One the other hand, Harper also thinks that the concept of Americans being opposed to prayer in schools is a myth.

“You're tempted to see a poll like this and say, ‘Oh wow, there's a resurgence in America,’ – and actually there is a resurgence in America in faith – but Americans have not been as opposed to prayer in schools as the media has led us to believe,” Harper says. “There was a vocal minority and some bad court rulings that really took prayer out of school, not an overwhelming uprising.”
Harper further claims that religion never actually left schools voluntarily. Instead, Christianity was replaced with wokeism or liberalism.
“We've seen that this idea that the classroom is a level playing field or a place where politics and religion can't enter is a myth. Because they took prayer out of schools, then they just replaced the Bible with the LGBT flag, and they replaced prayer with the mantras of Black Lives Matter, pride, and different DEI teachings,” Harper explains.
Gonzalez says that the increased polling numbers and change in religious mindset stem from the changes seen in religious policies.
In a number of states, the response to wokeism’s advance is the search for new ways to teach Christianity.

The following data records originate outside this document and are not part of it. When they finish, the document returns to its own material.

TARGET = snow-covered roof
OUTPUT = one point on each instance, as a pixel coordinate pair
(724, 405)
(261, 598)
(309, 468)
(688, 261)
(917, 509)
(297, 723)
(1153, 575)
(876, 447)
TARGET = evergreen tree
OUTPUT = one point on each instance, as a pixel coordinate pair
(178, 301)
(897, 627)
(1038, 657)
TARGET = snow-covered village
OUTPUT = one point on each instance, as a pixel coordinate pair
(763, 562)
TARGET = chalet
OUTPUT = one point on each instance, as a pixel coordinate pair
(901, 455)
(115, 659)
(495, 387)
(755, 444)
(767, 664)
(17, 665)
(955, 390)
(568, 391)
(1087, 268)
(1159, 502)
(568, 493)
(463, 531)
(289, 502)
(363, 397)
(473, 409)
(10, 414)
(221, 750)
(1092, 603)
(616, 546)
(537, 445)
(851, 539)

“Laws, like the ones we're working on across the country right now to allow schoolchildren and their parents to opt their children into religious teaching at a local church, for example, are passing in state after state.” Gonzalez says.
He brought attention to the work done by Governor Greg Abbot (R-Texas), who signed Senate Bill 10. This bill requires that the Ten Commandments are hung in every public classroom. He also signed Senate Bill 11, which gives students and teachers daily voluntary time to read religious texts and pray during school hours.
Recently, the Supreme Court ruled that parents are allowed to pull their children from a class if the material clashes with their religious beliefs. This case mainly focused on parents who did not want their children to attend lessens that highlighted LGBTQ characters.
However, Gonzalez does not think that policy change is the most encouraging part of this religious return.
“But really the most encouraging thing to me on this front is the rise of revival on college campuses and among youth in schools, that is where the change is really going to come from,” Quena shares.
Research released from the Barna group in April confirms that Gen Z is showing an increase commitment to Jesus, especially among young men.